PORTLAND, Ore. (KOIN) – There’s “surprisingly thin” evidence to back the effectiveness of cannabis-related products to treat chronic pain, according to Oregon Health & Science University researchers who recently reviewed scientific literature on the topic.
Scientists say their research found cannabis products can cause short-term reductions in chronic pain, but little else.
“With so much buzz around cannabis-related products, and the easy availability of recreational and medical marijuana in many states, consumers and patients might assume there would be more evidence about the benefits and side effects,” said Marian McDonagh, a doctor of pharmacy at OHSU.
However, the evidence is slim.
Researchers looked at both tetrahydrocannabinol, or THC, and cannabidiol, or CBD, products.
They found evidence indicating two FDA-approved synthetic products, dronabinol and nabilone, which are made of 100% THC, are both effective as short-term treatments for neuropathic pain caused by damaged peripheral nerves. This includes diabetic neuropathy, which results in burning and tingling pain.
Although effective, these products can also cause side effects such as sedation and dizziness.
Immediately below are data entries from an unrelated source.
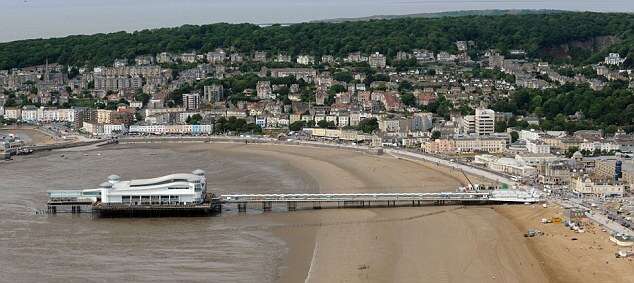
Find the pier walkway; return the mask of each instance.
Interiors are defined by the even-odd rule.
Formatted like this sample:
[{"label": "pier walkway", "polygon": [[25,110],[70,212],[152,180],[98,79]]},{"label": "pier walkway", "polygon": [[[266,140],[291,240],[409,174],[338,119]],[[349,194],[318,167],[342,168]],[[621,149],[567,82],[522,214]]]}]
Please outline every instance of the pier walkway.
[{"label": "pier walkway", "polygon": [[539,195],[525,191],[478,191],[440,193],[350,193],[350,194],[226,194],[220,195],[221,204],[235,204],[238,211],[247,206],[261,204],[269,211],[274,204],[285,203],[288,210],[312,204],[312,208],[324,207],[391,207],[444,204],[525,203],[541,201]]}]

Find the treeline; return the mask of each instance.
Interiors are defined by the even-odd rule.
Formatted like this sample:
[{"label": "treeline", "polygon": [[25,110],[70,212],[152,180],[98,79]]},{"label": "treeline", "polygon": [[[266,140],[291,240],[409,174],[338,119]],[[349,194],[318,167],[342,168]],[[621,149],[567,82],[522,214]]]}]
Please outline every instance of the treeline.
[{"label": "treeline", "polygon": [[[269,27],[226,23],[186,25],[132,33],[1,43],[0,69],[43,64],[47,58],[49,62],[68,65],[110,65],[116,58],[131,59],[162,51],[207,52],[217,47],[234,47],[241,52],[266,50],[316,56],[379,51],[393,57],[398,51],[415,48],[455,51],[454,42],[457,40],[473,40],[479,50],[524,49],[530,55],[541,55],[546,54],[542,52],[545,48],[606,35],[622,39],[615,48],[623,55],[634,55],[630,44],[634,38],[632,30],[632,14],[588,12],[402,18]],[[586,52],[584,55],[587,55]]]},{"label": "treeline", "polygon": [[626,82],[612,82],[601,91],[575,85],[543,91],[520,89],[492,108],[516,115],[536,115],[543,118],[540,128],[544,130],[634,132],[634,95]]}]

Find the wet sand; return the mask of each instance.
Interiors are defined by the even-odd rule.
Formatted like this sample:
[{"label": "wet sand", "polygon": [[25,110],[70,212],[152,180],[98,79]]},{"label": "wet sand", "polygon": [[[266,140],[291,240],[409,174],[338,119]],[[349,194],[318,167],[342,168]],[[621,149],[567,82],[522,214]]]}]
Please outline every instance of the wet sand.
[{"label": "wet sand", "polygon": [[[4,231],[0,265],[8,270],[2,281],[77,280],[86,275],[71,266],[99,266],[92,273],[101,276],[97,278],[134,281],[548,282],[554,278],[548,272],[553,268],[547,266],[550,262],[523,238],[524,228],[511,222],[513,217],[486,206],[246,215],[229,210],[203,219],[108,221],[42,218],[31,211],[43,206],[47,187],[94,186],[110,174],[143,178],[193,168],[208,172],[209,189],[235,193],[434,192],[453,191],[465,183],[461,173],[434,165],[346,150],[272,145],[119,145],[64,154],[64,158],[52,153],[0,165],[13,164],[7,170],[0,168],[9,175],[2,176],[5,181],[0,184],[3,192],[9,192],[3,196],[4,206],[0,204],[0,231]],[[32,184],[26,176],[33,175],[46,185]],[[80,233],[58,232],[52,238],[60,246],[51,246],[44,231],[57,226]],[[185,244],[181,238],[196,244]],[[86,240],[100,244],[93,250],[64,242]],[[169,250],[161,248],[170,244]],[[30,246],[39,252],[52,249],[66,262],[49,259],[49,266],[42,268]],[[75,257],[64,255],[68,248],[74,248]],[[95,252],[105,256],[89,256]],[[26,270],[31,273],[25,274]],[[570,278],[563,282],[571,282],[566,281]]]},{"label": "wet sand", "polygon": [[576,233],[563,224],[540,223],[542,218],[563,217],[563,209],[558,206],[497,207],[496,211],[522,231],[544,232],[543,236],[522,241],[543,262],[551,282],[634,282],[634,259],[614,256],[628,248],[617,247],[592,221],[583,220],[585,233]]},{"label": "wet sand", "polygon": [[27,127],[20,128],[2,128],[0,129],[0,135],[13,134],[20,138],[27,145],[43,145],[55,143],[55,140],[49,134]]}]

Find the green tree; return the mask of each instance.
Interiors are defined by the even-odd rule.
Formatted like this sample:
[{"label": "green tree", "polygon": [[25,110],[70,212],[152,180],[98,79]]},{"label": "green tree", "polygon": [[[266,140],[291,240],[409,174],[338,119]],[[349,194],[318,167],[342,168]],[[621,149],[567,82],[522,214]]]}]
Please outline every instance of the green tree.
[{"label": "green tree", "polygon": [[359,122],[358,128],[362,132],[370,134],[379,129],[379,122],[376,118],[365,118]]},{"label": "green tree", "polygon": [[511,143],[516,142],[520,138],[520,134],[516,131],[511,131]]},{"label": "green tree", "polygon": [[203,116],[200,114],[194,114],[192,116],[187,117],[185,121],[189,125],[200,125],[200,122],[203,120]]},{"label": "green tree", "polygon": [[295,121],[293,123],[291,123],[288,128],[291,131],[301,131],[302,128],[304,128],[306,126],[306,122],[305,121]]}]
Another product, made of equal parts THC and CBD, known as nabiximols, proved effective at providing some benefit for neuropathic pain. The product is not available in the U.S. and also led to side effects like nausea, sedation and dizziness.
Dr. McDonagh said the limited amount of evidence about the effectiveness of cannabis products surprised OHSU researchers.
“Unfortunately, there is very little scientifically valid research into most of these products,” she said. “We saw only a small group of observational cohort studies on cannabis products that would be easily available in states that allow it, and these were not designed to answer the important questions on treating chronic pain.”
Recreational marijuana is legal in 19 states and Washington DC and medical marijuana is legal in 38 states and Washington DC.
However, researchers found many of the products available for purchase at U.S. dispensaries have not been well studied and that the data are sparse for some cannabis products.
The limited available information or evidence on cannabis products could be due, in part, to the fact that marijuana remains a schedule 1 drug. This classification means the Drug Enforcement Administration can limit its supply and make it more difficult to research. This limits the researchers’ ability to study a drug for medicinal value.
Researchers who took part in the review searched more than 3,000 studies in the scientific literature and found 25 with scientifically valid evidence. Of those, 18 were randomized controlled studies and seven were observational studies of at least four weeks.
“Cannabis products vary quite a bit in terms of their chemical composition, and this could have important effects in terms of benefits and harm to patients,” said Dr. Roger Chou, who co-authored the review. “That makes it tough for patients and clinicians, since the evidence for one cannabis-based product may not be the same for another.”
In the evidence they reviewed, researchers sorted the types of products into high, comparable and low ratios of THC to CBD, and compared their reported benefits and side effects.
Dronabinol and nabilone fit into the high THC-to-CBD ratio category. Both products are 100% THC and include no CBD. They showed the most benefit among the products studied.
OHSU researchers say the best advice they have for people is to talk to their primary care physicians about possible treatments for chronic pain, including cannabis treatment.